Clinton convened an unprecedented meeting between top State Department officials and the Irish Embassy and personnel from the Northern Ireland office in Washington last week after complaints were made about the holdup in IFI funding over St. Patrick's Day.
$15 million in funding for peace projects in Northern Ireland is being held up. TheIrish E3 immigration visa bill is also in limbo as Republicans continue to oppose it.
The atmosphere at the State Department / Government meeting was described as one of "deep frustration" as both sides battle with the reality of the post Ted Kennedy /Chris Dodd era when most Irish projects on Capitol Hill such as the IFI were usually passed through easily.
What has emerged from those meetings is a worrying sign that Ireland no longer carries the same clout in Washington in the post Kennedy/Dodd era and that Republican right wingers are seizing on the Irish funding issue to hold up State Department initiatives.
Some leading Irish and American figures in Washington are privately urging the Irish Government to step into the modern era and hire full time lobbyists on Capitol Hill like most other governments do to further their agenda.
"Some Republicans are using Ireland as the poster child for no overseas aid," said a leading Irish figure on Capitol Hill. "The Irish agenda is being targeted."
They say that diplomats alone are no longer able to carry the fight in the absence of a Kennedy or a Dodd on Irish issues.
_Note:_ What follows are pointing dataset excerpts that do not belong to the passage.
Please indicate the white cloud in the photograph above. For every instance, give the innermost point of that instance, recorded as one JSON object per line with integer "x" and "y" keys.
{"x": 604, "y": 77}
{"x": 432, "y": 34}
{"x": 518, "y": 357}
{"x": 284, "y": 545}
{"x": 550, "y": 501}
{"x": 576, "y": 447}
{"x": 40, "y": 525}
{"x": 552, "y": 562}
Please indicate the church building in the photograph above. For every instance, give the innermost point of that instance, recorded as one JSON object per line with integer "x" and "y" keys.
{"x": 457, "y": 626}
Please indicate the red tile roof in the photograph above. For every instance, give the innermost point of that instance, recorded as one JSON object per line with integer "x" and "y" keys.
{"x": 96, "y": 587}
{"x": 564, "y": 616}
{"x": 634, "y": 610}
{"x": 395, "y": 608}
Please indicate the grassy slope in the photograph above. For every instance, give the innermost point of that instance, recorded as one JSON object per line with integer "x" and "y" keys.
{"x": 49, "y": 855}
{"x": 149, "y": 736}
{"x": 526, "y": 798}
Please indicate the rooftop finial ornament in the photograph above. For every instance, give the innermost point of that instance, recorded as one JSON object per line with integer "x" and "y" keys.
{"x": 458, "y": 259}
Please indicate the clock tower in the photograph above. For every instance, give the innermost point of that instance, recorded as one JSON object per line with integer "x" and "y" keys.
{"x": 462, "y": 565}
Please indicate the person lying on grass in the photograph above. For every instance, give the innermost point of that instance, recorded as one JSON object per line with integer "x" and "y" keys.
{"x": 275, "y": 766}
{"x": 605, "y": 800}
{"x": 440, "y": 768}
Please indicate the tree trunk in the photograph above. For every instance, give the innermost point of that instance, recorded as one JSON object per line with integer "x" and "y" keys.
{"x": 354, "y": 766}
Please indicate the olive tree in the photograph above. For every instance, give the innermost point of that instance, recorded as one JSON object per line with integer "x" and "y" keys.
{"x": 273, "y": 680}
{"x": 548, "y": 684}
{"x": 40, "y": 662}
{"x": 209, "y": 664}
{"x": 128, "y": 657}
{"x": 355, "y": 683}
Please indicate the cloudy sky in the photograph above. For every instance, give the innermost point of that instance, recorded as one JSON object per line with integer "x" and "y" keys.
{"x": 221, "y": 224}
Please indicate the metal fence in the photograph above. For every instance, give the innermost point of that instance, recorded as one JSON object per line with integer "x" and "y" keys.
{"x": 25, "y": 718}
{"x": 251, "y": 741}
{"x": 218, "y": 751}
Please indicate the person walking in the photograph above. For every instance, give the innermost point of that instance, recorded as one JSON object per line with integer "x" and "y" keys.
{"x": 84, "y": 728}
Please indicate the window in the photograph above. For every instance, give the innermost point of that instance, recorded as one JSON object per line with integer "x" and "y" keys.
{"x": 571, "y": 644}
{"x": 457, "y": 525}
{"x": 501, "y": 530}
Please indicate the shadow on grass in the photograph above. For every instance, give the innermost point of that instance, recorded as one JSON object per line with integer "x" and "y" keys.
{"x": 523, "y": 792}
There are worrying signs of an Irish backlash.
Even the attack by Congresswoman Ileana Ros-Lehtinen, the powerful head of the House Foreign Relations Committee on the proposed Che Guevara statue in Galway where she has called on Taoiseach Enda Kenny to stop, has fueled fears that Ireland is being singled out.
The recent visit of former speaker Nancy Pelosi and a congressional delegation to Dublin has cemented links between Ireland and the Democrats but it is still a long shot that Democrats can regain control of the house in November's election.
Ros-Lehinten and Congressman Jason Chaffetz(R-Utah) are seen as the two main protagonists blocking the International Fund money.